The hidden debt is the real monster

Dr Eamonn Butler warns of the hidden debt which may be five times what the government lets on, as a result of healthcare, welfare and pensions. He proposes that, like in New Zealand, the government should stick to strict accounting standards and start planning for future pension costs. It is also argued in the article that the government needs to be more transparent about its finances and future financial commitments.

Yes, the government is deep in debt. But how deep? The Treasury says about £893 billion, equivalent to 62% of GDP, the amount we earn each year. Even with the promised cuts it will reach 75% of GDP in five years’ time.

That isn’t the half of it; not even a quarter of it. The government owes five or six times more than it lets on. Like the iceberg, its IOUs to lenders are just the part you can see. Far bigger are all those IOUs it has given us on our future pensions and medical bills — promises that keep growing as the population ages.

George Osborne, the chancellor, and Danny Alexander, chief secretary to the Treasury, are simply trying to steer the ship of state round the visible iceberg, unaware of the hidden costs that could still sink it. They should hear the first sonar bleep this summer when the National Institute of Economic and Social Research reports to them on the subject.

The visible bit of the national debt iceberg is the £893 billion of bonds and savings certificates that the government has issued to raise cash. The financial crisis and the bank bailouts have driven that up to a peacetime record. The coalition has no plans to pay it off — its promise to “reduce the deficit” simply means adding to it less fast.

This debt is just half the cost of what we have promised ourselves in free healthcare, according to public debt expert Christian Hagist of Freiburg University. With the baby-boom generation now showing up more in the surgeries, those costs will soar — but nobody in government seems to know how much.

Even larger is the mountain of money we are promised in pensions. It depends on how long we live but, again, the costs are going to escalate as the baby-boomers reach retirement. I estimate the Treasury has promised us £2,200 billion of pension benefits — more than twice the official national debt.

And don’t forget those index-linked pensions promised to civil servants — far more generous than anything available in the private sector. By the time the last of today’s civil servants dies, that will cost another £1,100 billion or so, again eclipsing the official debt.

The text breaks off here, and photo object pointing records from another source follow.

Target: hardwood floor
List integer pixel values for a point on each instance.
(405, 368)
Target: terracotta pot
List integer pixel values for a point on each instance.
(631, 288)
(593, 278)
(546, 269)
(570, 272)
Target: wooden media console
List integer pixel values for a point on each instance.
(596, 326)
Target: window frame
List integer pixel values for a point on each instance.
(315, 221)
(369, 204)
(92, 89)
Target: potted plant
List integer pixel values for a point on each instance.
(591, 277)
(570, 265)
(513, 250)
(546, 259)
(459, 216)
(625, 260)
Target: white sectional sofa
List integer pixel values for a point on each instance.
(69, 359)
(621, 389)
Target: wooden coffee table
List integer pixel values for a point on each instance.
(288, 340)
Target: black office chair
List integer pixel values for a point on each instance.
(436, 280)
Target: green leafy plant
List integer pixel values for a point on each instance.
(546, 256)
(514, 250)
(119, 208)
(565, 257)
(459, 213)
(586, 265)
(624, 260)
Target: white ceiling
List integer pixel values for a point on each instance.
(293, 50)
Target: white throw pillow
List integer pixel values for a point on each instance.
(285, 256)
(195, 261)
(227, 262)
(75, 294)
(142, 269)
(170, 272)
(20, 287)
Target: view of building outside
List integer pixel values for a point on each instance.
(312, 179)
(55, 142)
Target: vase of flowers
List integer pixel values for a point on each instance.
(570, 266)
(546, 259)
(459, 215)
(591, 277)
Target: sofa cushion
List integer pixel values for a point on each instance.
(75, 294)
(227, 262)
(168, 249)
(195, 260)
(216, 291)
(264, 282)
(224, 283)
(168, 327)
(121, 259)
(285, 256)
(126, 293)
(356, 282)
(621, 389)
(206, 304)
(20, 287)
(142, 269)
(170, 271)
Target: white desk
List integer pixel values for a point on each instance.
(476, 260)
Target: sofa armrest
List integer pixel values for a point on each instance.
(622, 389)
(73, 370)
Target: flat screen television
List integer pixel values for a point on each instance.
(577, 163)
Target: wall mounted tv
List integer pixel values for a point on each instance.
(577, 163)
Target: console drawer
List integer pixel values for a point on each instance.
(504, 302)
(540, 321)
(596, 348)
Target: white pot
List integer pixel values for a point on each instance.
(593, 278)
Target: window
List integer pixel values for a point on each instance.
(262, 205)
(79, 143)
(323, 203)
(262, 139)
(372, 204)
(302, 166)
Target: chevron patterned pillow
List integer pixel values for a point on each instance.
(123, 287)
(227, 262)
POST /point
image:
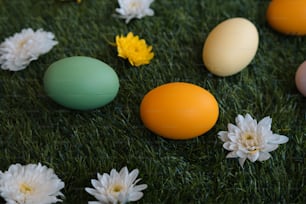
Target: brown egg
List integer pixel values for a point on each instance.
(300, 78)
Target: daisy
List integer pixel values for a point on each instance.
(17, 51)
(30, 184)
(134, 49)
(250, 140)
(130, 9)
(116, 187)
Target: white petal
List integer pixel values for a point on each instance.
(266, 122)
(241, 154)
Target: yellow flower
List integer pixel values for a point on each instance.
(134, 49)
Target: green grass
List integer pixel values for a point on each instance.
(78, 144)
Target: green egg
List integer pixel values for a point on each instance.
(81, 83)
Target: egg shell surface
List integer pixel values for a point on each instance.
(287, 16)
(81, 83)
(179, 110)
(300, 78)
(230, 46)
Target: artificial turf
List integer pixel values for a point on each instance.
(78, 144)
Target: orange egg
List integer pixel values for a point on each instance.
(179, 110)
(287, 16)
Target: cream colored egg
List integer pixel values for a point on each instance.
(230, 46)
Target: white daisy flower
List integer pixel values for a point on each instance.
(30, 184)
(249, 140)
(130, 9)
(115, 188)
(17, 51)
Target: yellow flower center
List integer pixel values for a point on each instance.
(251, 142)
(23, 42)
(25, 188)
(134, 49)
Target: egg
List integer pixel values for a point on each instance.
(300, 78)
(81, 83)
(230, 46)
(179, 110)
(287, 16)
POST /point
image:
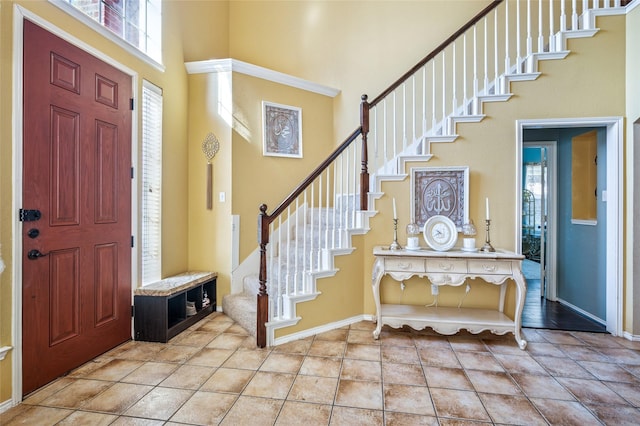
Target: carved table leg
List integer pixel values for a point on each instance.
(521, 290)
(376, 276)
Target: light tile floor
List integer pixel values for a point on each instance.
(213, 374)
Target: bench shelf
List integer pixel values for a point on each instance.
(160, 309)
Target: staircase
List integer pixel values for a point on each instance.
(476, 65)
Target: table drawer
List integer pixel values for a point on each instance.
(489, 267)
(404, 265)
(447, 265)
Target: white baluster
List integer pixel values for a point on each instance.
(540, 31)
(529, 35)
(486, 60)
(288, 262)
(433, 96)
(312, 228)
(413, 111)
(454, 81)
(376, 145)
(394, 139)
(444, 91)
(424, 104)
(552, 39)
(327, 203)
(404, 115)
(320, 226)
(335, 203)
(518, 38)
(305, 230)
(356, 203)
(297, 251)
(507, 61)
(465, 71)
(384, 134)
(496, 71)
(343, 210)
(347, 182)
(278, 295)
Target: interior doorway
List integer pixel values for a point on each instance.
(609, 214)
(538, 211)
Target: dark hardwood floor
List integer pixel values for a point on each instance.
(539, 312)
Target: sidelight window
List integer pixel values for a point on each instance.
(151, 177)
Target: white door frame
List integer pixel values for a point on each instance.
(614, 187)
(19, 15)
(551, 238)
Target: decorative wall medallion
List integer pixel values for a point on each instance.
(440, 191)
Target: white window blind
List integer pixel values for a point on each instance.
(151, 183)
(138, 22)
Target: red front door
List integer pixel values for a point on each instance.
(76, 287)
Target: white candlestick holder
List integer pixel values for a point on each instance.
(487, 242)
(394, 245)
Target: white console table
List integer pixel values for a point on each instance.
(450, 268)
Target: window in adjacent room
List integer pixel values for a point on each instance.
(151, 177)
(139, 22)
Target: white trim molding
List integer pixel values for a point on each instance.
(234, 65)
(614, 188)
(4, 351)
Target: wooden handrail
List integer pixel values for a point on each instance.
(313, 175)
(484, 12)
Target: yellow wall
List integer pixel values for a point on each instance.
(565, 90)
(632, 287)
(343, 44)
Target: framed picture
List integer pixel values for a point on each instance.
(440, 191)
(282, 130)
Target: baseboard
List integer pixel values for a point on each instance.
(583, 312)
(322, 329)
(632, 337)
(4, 406)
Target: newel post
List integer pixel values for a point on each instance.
(263, 297)
(364, 172)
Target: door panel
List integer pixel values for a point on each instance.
(76, 171)
(581, 244)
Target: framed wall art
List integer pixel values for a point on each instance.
(282, 130)
(440, 191)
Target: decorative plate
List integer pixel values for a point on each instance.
(440, 233)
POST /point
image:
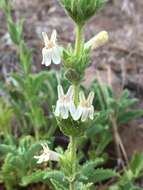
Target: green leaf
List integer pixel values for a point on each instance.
(35, 177)
(100, 175)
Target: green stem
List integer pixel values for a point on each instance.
(73, 162)
(79, 40)
(76, 90)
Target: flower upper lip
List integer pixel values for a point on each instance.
(51, 51)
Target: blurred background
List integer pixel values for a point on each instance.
(123, 19)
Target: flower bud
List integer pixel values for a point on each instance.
(97, 41)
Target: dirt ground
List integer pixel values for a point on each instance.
(123, 19)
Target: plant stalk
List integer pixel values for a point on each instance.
(73, 149)
(79, 40)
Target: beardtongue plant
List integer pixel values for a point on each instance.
(73, 111)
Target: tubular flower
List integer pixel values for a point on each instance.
(85, 108)
(51, 52)
(47, 155)
(65, 103)
(97, 41)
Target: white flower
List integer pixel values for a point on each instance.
(65, 103)
(85, 108)
(51, 51)
(97, 41)
(47, 155)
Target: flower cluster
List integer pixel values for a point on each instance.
(47, 155)
(65, 105)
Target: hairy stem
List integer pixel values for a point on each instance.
(73, 161)
(76, 90)
(79, 40)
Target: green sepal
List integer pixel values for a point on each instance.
(73, 128)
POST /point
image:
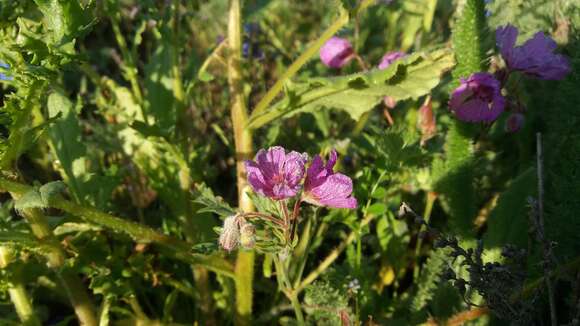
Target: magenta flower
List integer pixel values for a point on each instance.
(323, 187)
(275, 173)
(336, 52)
(535, 57)
(389, 58)
(514, 122)
(478, 98)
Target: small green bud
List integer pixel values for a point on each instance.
(248, 236)
(230, 236)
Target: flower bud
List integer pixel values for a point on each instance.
(514, 122)
(426, 121)
(230, 236)
(336, 52)
(248, 236)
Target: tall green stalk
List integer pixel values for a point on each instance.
(457, 186)
(244, 270)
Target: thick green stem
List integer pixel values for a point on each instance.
(244, 270)
(18, 294)
(177, 248)
(431, 196)
(297, 308)
(55, 255)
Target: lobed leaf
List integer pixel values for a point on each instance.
(356, 94)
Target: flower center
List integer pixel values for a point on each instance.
(278, 178)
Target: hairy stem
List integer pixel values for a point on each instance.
(546, 246)
(244, 270)
(56, 257)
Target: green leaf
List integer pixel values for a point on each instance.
(211, 202)
(356, 94)
(159, 84)
(67, 144)
(65, 20)
(31, 199)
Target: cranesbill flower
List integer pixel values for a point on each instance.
(336, 52)
(389, 58)
(514, 122)
(478, 98)
(535, 57)
(3, 76)
(275, 173)
(324, 187)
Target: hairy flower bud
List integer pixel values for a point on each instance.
(248, 236)
(426, 121)
(230, 236)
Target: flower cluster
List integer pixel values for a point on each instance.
(280, 175)
(479, 97)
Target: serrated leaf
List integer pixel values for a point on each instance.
(356, 94)
(68, 147)
(65, 20)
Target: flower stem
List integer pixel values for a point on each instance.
(431, 196)
(297, 308)
(244, 270)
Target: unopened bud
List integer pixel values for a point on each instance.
(248, 236)
(426, 121)
(230, 236)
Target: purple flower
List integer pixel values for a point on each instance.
(535, 57)
(514, 122)
(389, 58)
(3, 76)
(323, 187)
(478, 98)
(336, 52)
(276, 174)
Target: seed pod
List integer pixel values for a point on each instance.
(248, 236)
(230, 236)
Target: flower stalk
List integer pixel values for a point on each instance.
(244, 269)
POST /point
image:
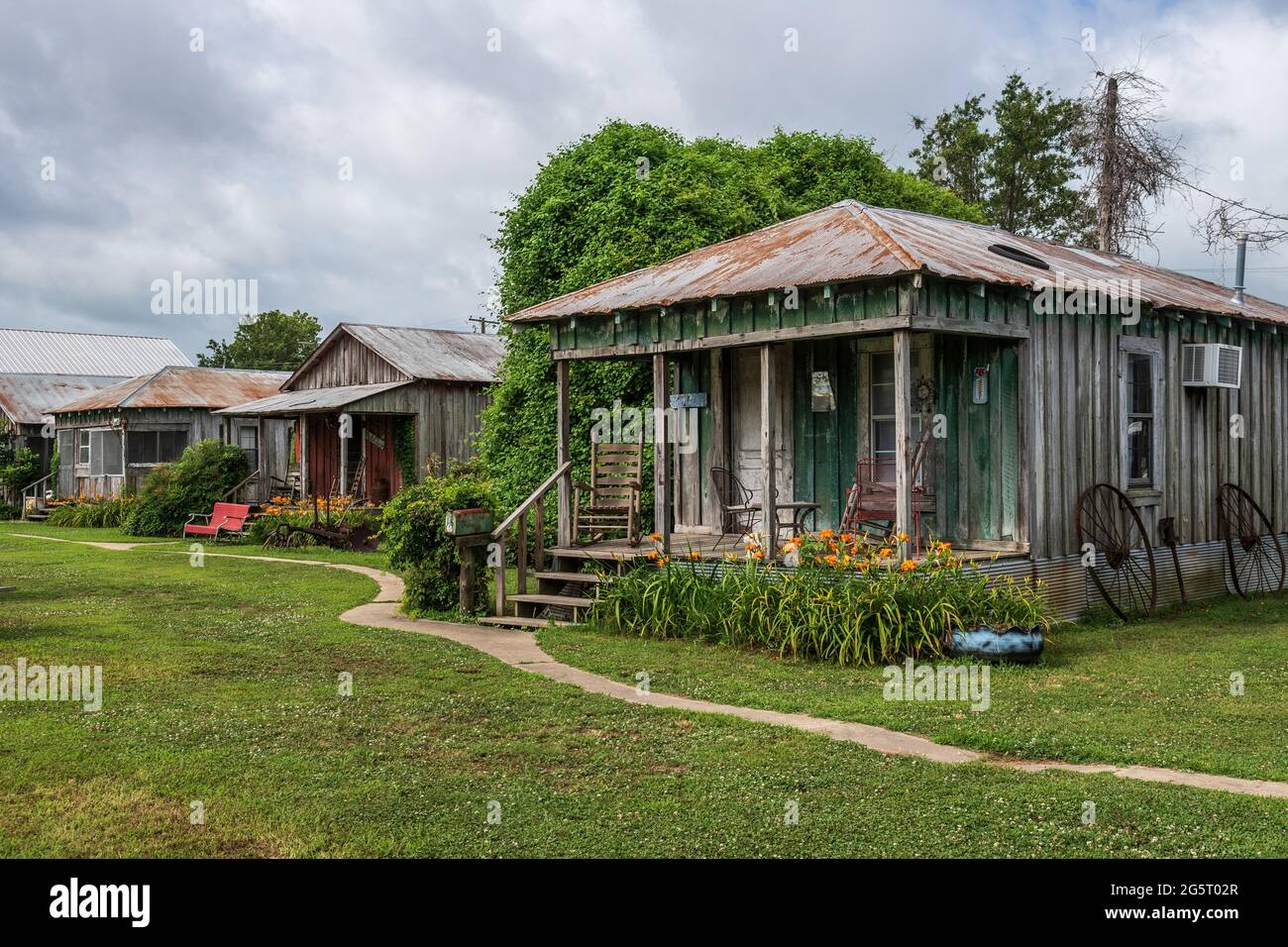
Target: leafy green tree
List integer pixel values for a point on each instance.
(630, 196)
(270, 342)
(1022, 170)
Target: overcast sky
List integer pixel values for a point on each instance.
(227, 162)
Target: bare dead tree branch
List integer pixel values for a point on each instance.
(1133, 166)
(1131, 163)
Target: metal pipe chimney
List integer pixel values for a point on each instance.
(1237, 270)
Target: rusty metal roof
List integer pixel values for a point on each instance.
(29, 398)
(430, 355)
(851, 240)
(309, 399)
(181, 386)
(44, 352)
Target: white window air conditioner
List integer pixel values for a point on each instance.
(1211, 367)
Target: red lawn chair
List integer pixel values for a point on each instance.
(227, 518)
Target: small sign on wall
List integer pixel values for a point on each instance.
(979, 385)
(822, 397)
(691, 399)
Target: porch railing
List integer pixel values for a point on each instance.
(34, 489)
(231, 496)
(519, 518)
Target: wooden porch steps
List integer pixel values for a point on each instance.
(519, 621)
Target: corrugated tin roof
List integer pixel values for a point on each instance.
(44, 352)
(308, 399)
(851, 240)
(433, 355)
(181, 386)
(29, 398)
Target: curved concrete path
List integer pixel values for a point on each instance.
(520, 650)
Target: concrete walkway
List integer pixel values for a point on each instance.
(520, 650)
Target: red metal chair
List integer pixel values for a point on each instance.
(227, 518)
(871, 502)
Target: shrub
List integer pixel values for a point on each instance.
(415, 543)
(18, 468)
(90, 512)
(876, 612)
(281, 510)
(193, 483)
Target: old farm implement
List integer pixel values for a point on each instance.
(329, 531)
(1121, 558)
(1250, 543)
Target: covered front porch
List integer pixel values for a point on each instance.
(913, 432)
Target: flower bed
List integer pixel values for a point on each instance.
(846, 600)
(282, 510)
(85, 510)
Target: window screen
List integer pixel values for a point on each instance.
(156, 446)
(65, 449)
(111, 454)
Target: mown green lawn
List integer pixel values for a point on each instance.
(220, 686)
(1154, 692)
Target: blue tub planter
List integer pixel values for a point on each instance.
(1016, 644)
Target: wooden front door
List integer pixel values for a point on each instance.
(745, 429)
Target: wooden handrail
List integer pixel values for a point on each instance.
(536, 495)
(232, 493)
(536, 502)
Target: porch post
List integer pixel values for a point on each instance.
(902, 434)
(562, 453)
(768, 441)
(344, 460)
(661, 455)
(304, 455)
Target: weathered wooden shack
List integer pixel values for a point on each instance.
(1041, 369)
(42, 368)
(110, 440)
(374, 405)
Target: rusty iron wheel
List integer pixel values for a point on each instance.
(1250, 543)
(1124, 566)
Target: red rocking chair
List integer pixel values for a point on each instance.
(871, 504)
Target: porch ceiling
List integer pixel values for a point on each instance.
(309, 401)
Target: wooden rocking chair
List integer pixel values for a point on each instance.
(612, 496)
(871, 502)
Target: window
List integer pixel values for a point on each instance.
(104, 453)
(248, 438)
(881, 412)
(156, 446)
(1140, 407)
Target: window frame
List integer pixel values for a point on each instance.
(252, 453)
(922, 364)
(136, 437)
(1153, 350)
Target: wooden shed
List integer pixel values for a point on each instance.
(374, 405)
(110, 440)
(1031, 371)
(43, 368)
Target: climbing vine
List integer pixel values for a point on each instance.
(404, 447)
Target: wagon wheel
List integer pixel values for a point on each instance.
(1250, 543)
(1108, 521)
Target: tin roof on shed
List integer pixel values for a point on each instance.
(181, 386)
(46, 352)
(308, 399)
(29, 398)
(850, 240)
(430, 355)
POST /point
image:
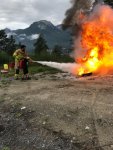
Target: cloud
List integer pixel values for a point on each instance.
(20, 14)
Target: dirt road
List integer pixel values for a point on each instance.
(57, 112)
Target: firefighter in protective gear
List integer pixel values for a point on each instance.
(21, 62)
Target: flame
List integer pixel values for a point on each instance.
(97, 42)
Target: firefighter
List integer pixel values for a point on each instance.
(21, 62)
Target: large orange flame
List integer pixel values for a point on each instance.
(97, 42)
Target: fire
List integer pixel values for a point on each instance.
(97, 41)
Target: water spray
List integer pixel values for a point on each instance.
(65, 67)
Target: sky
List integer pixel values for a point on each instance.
(19, 14)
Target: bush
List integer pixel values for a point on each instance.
(5, 58)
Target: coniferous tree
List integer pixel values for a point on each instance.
(7, 44)
(40, 46)
(57, 50)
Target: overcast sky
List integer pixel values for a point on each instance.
(16, 14)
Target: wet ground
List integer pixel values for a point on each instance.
(57, 112)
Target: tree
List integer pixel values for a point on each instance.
(57, 50)
(40, 46)
(11, 46)
(7, 44)
(109, 2)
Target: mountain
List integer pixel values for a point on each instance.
(54, 35)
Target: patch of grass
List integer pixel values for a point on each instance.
(37, 68)
(5, 148)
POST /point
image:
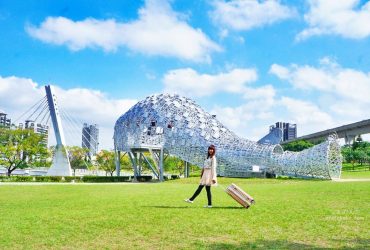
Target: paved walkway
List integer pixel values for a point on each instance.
(69, 183)
(350, 180)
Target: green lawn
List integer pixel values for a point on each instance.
(288, 214)
(362, 174)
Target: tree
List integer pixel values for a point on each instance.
(22, 148)
(106, 161)
(297, 146)
(78, 158)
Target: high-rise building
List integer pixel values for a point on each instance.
(279, 132)
(289, 130)
(38, 128)
(4, 120)
(90, 134)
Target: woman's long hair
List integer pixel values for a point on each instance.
(214, 151)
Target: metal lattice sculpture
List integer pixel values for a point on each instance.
(182, 128)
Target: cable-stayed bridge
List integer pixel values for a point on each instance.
(67, 130)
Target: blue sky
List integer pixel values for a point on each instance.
(251, 63)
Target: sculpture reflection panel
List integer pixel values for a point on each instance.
(184, 129)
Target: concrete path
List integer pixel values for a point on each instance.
(350, 180)
(69, 183)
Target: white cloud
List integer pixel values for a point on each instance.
(246, 15)
(157, 31)
(329, 77)
(340, 17)
(306, 113)
(190, 83)
(341, 95)
(17, 95)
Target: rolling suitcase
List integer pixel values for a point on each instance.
(239, 195)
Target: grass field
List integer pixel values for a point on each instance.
(356, 174)
(288, 214)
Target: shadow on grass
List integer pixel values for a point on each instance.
(281, 244)
(193, 207)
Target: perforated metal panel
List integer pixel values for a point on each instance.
(185, 130)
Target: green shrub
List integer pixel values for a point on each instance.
(48, 178)
(19, 178)
(72, 178)
(4, 178)
(87, 178)
(144, 178)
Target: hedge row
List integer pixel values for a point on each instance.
(18, 178)
(89, 179)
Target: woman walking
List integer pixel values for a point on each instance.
(208, 176)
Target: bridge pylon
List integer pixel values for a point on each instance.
(61, 165)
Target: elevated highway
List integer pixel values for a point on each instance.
(348, 132)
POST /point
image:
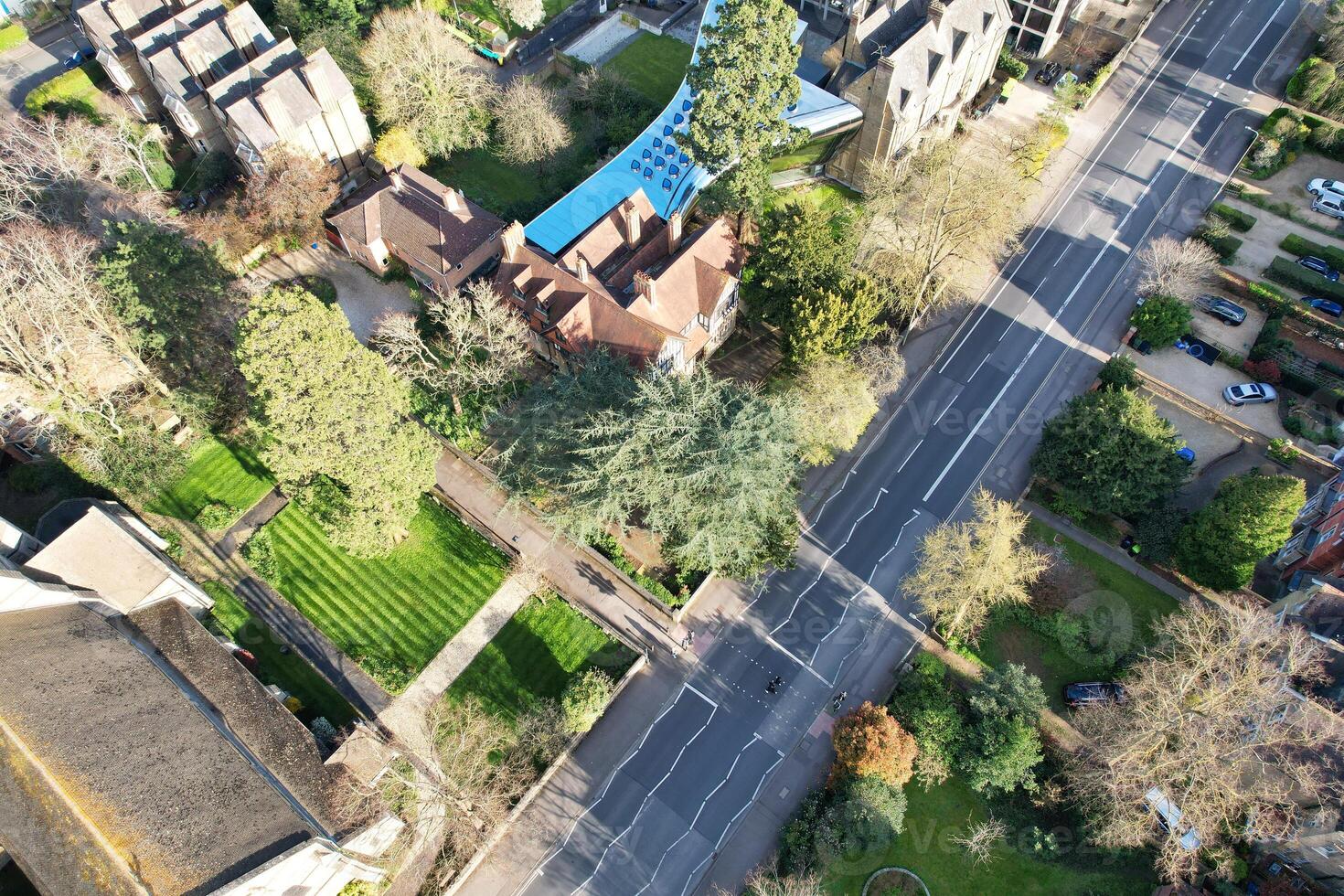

Nor does the red ink stop there. Just as big are the commitments made to schools and universities, including all the future payouts to private contractors for building and maintaining schools under the private finance initiative (PFI).

I used to be proud of PFI. At the Adam Smith Institute we developed the idea of pulling private development and financial expertise into public infrastructure projects, which civil servants were poor at. But Gordon Brown perverted it into a way of getting new schools and hospitals on tick — winning kudos today and leaving future generations to pay the tab. That’s why he fought so hard to keep the £148 billion potential cost of PFI off the Treasury’s books.

The £28 billion of guarantees on Network Rail’s borrowing looks a tiddler by comparison, as does the £73 billion cost of decommissioning nuclear power stations. Somewhat greater is the £142 billion of commitments to the banks. Nobody knows how much of the £3,000 billion of their business that the government underwrites is bad debt. We should be told.

The coalition needs to get to the bottom of these figures. It has no idea how much is hidden — often deliberately — below the surface and whether government promises are affordable. Overlarge commitments are one reason why the rating agencies downgraded Greece. We can’t expect to escape scrutiny either.

Every promise that government makes today — on pensions, healthcare or welfare — puts a future cost on all of us. Starting with this summer’s report, the coalition needs to get a clear grip on those commitments and whether they are affordable. That is what government demands of private companies, which have to make provision for the future cost of their pension plans. New Zealand put its own government under such rigorous accounting standards 25 years ago. It’s time we followed suit.

Only then will we know if we need to raise taxes to provide for these future costs — or if we need to scale back the generous promises we have made ourselves. Just as Osborne and Alexander are asking us which bits of today’s spending we could live without, they should ask us which of tomorrow’s promises can be ditched. It may well be that things like free higher education or elderly care can’t be afforded.

After that the key is transparency. Any government decision that implies contractual or moral commitments for the future must be fully costed. When politicians promise new schools or more generous pensions, they should state the full future price tag. And our generation, not our children’s generation, should provide for those costs. That’s not just better economics, its better ethics, too.